官黎風召開了官氏的股東大會,官景逸沒去。
「看看那個官景逸,以前多風光啊,你看看現在,跟個喪門狗一樣。」崔雲冷冷的說道。
方伯也是持有官氏股份的股東,他跟著老爺子那麼多年,知道老爺子最疼愛的就是官景逸,現在官景逸竟然被崔雲這麼一個外姓人踩在腳下笑話,怎麼能讓方伯高興呢。
方伯吹著鬍子瞪眼,說道:「崔雲,你也別太囂張,這是官氏的企業,四爺怎麼說也是官家的人!」
「喲,你個老不死的,你以為還是官黎風他爺爺在世的時候呢?我告訴你,今時不同往日了,現在官氏當家的是我孫子,官黎風,我孫子聽我的,你們這些人才是外人,是不是,我的乖孫孫?」
崔雲得意的看向官黎風。
官黎風笑道:「那是,奶奶的事兒就是我的事兒。」
方伯被氣的中途離席了。
「哼,官家的人都是一幅德行。」崔雲看著方伯離開的背影冷嗤道。
景緻瞥了崔雲一眼,看著崔雲小人得志的樣子冷嗤了一聲,如此不屑的姿態顯而易見。
這個時候,從外面走進來一個女人,身段窈窕,穿了一件羊絨的黑色連衣長裙,貼身的,將她身材完美的輪廓都勾勒出來了,尤其是完美的臀線,每走一步,那柔軟的布料隨著臀波輕輕的抖動,看起來撩人的很。
「這是誰的女人,身段兒這麼好。黎風,你的?」說話的是景緻。
官黎風拿著酒杯的手一僵,視線落在剛剛進來的紅羅的身上,一時間不知道該做什麼回答。
「當然不是,一個聾子啞巴的下人,玩玩而已。」崔雲開口道。
「既然是玩玩的女人,那借我幾天?黎風少爺不會捨不得吧?」景緻唇角浮起一抹壞笑。
「我碰過的女人,景緻先生不嫌棄?」官黎風嘴上裝的雲淡風輕,但是攥著酒杯的手早已經暗暗的收緊了。
「說什麼嫌棄不嫌棄的,玩玩而已,難不成這是黎風少爺準備娶回家的?」景緻明顯是要給官黎風難堪。
「那怎麼可能,我孫子怎麼會娶這種女人呢,景先生你要想要的話隨便拿去。」崔雲說道。
官黎風看向崔雲,崔雲瞪了官黎風一眼,警告的意味甚濃,隨後偏過頭去就傳給了景緻一抹笑。
景緻唇邊扯開一抹笑,將手中的刀叉當下,又用餐巾優雅的擦了擦嘴巴,站起身來,摟著紅羅,臨走前還不忘對官黎風道了一聲謝:「等我玩夠了就給你送回來啊。
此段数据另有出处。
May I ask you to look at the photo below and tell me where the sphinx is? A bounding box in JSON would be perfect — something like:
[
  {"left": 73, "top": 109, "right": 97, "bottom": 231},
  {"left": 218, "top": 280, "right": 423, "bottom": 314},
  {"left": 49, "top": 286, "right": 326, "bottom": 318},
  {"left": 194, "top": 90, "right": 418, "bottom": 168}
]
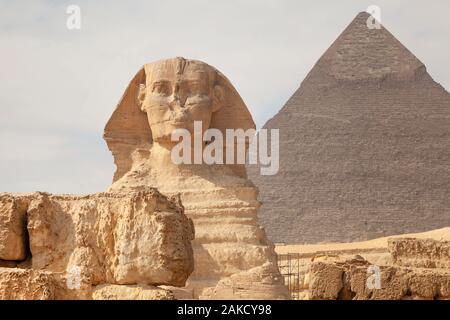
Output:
[{"left": 104, "top": 57, "right": 289, "bottom": 299}]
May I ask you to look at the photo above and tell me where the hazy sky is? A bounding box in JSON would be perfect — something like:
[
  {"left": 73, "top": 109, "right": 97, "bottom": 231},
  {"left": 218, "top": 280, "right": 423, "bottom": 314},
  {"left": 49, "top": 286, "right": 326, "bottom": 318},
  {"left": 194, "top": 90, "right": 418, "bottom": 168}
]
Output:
[{"left": 0, "top": 0, "right": 450, "bottom": 193}]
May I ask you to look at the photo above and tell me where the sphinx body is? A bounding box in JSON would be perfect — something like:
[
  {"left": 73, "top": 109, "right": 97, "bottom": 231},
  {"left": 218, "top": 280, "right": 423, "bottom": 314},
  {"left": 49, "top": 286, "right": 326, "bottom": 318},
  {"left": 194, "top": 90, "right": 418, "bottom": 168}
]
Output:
[{"left": 105, "top": 58, "right": 289, "bottom": 299}]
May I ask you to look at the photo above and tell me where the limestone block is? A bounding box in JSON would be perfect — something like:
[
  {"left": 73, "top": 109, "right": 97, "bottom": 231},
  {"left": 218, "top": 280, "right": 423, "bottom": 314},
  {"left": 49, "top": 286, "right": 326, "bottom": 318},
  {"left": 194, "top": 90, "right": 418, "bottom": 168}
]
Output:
[
  {"left": 0, "top": 194, "right": 27, "bottom": 260},
  {"left": 0, "top": 268, "right": 56, "bottom": 300},
  {"left": 92, "top": 284, "right": 174, "bottom": 300},
  {"left": 388, "top": 238, "right": 450, "bottom": 268},
  {"left": 24, "top": 190, "right": 193, "bottom": 286}
]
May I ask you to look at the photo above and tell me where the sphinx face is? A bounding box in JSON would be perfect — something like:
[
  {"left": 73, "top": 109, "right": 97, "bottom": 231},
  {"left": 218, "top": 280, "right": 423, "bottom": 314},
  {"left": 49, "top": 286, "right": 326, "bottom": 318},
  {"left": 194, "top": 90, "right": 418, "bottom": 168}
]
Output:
[{"left": 140, "top": 59, "right": 215, "bottom": 142}]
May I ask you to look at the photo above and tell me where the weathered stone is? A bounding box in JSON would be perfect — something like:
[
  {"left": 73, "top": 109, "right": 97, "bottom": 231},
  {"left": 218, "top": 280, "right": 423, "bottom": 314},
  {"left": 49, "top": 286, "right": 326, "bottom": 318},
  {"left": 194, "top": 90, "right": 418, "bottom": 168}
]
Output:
[
  {"left": 309, "top": 262, "right": 343, "bottom": 300},
  {"left": 104, "top": 58, "right": 289, "bottom": 299},
  {"left": 0, "top": 268, "right": 56, "bottom": 300},
  {"left": 0, "top": 194, "right": 28, "bottom": 260},
  {"left": 308, "top": 261, "right": 450, "bottom": 300},
  {"left": 92, "top": 284, "right": 175, "bottom": 300},
  {"left": 23, "top": 190, "right": 193, "bottom": 286},
  {"left": 388, "top": 238, "right": 450, "bottom": 269}
]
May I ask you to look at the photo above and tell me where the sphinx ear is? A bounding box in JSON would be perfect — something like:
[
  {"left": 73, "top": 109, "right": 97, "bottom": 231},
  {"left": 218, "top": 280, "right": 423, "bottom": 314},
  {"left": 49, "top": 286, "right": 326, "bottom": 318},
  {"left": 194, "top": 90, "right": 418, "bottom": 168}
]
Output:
[
  {"left": 137, "top": 83, "right": 145, "bottom": 111},
  {"left": 212, "top": 85, "right": 225, "bottom": 112}
]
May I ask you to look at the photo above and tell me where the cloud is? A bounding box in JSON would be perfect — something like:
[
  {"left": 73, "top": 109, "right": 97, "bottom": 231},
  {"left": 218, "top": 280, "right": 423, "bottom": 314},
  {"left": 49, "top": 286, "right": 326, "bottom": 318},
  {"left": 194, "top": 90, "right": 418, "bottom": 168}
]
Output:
[{"left": 0, "top": 0, "right": 450, "bottom": 193}]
」
說罷紅羅就被景緻帶走了。
官黎風嘩的一聲就將手裡的酒杯丟擲出去了,酒杯在景緻剛離開的位置碎成碎片。
在場的還有不少官氏的股東,大家都面面相覷。
崔雲的臉色不太好,官黎風怎麼說也是官氏的繼承人,他這樣毛躁的個性在眾位股東和官氏的精英面前如何立威?
「你還真的為了一個女人這樣!成何體統!」崔雲將手中的刀叉誰在盤子上,可以看出來,崔雲動怒了。
隨後崔雲率先進了臥室。
官黎風和崔雲的兩個弟弟不一會兒的時間也跟進去了。
「奶奶,那個女人我還沒玩夠兒呢,就被他半路截了胡,你讓我面子往哪擺?」官黎風有些委屈。
「糊塗!成大事者不拘小節,你這樣子,就為一個美色就迷了心智,以後能做成什麼大事!」崔雲教訓道。
「大姐,這也不光怪黎風,黎風年紀小,貪玩一點兒也是無可厚非的事情。太過分的是那個景緻,這不明擺著不給咱們面子嗎,我也忍不了!」崔雲的弟弟說道。
「你以為我想!主要的是這事兒正在緊要的關頭,事關生死,他給我供貨,現在就得當個佛爺似的供著他,等到事情完成之後,再收拾他,連帶那個沒出息的官景逸,一塊兒,弄了。」
晚上,官景逸官景逸在主宅收到了官黎風電話。
「要收網了?」官景逸問道。
「時間確定下來了,就在後天,四叔,我們快要熬出來了。」官黎風長長的舒了一口氣。
「嗯,你快要熬出來了。」官景逸說道。
「哎,四叔,你有四嬸的信兒沒?」
「沒有。」
「那你還不快點找,估計你們馬上就要相聚了,嘿,想象我都替你激動呢。」官黎風在電話那邊嘿嘿的笑,想要緩解一下沉悶的氣氛。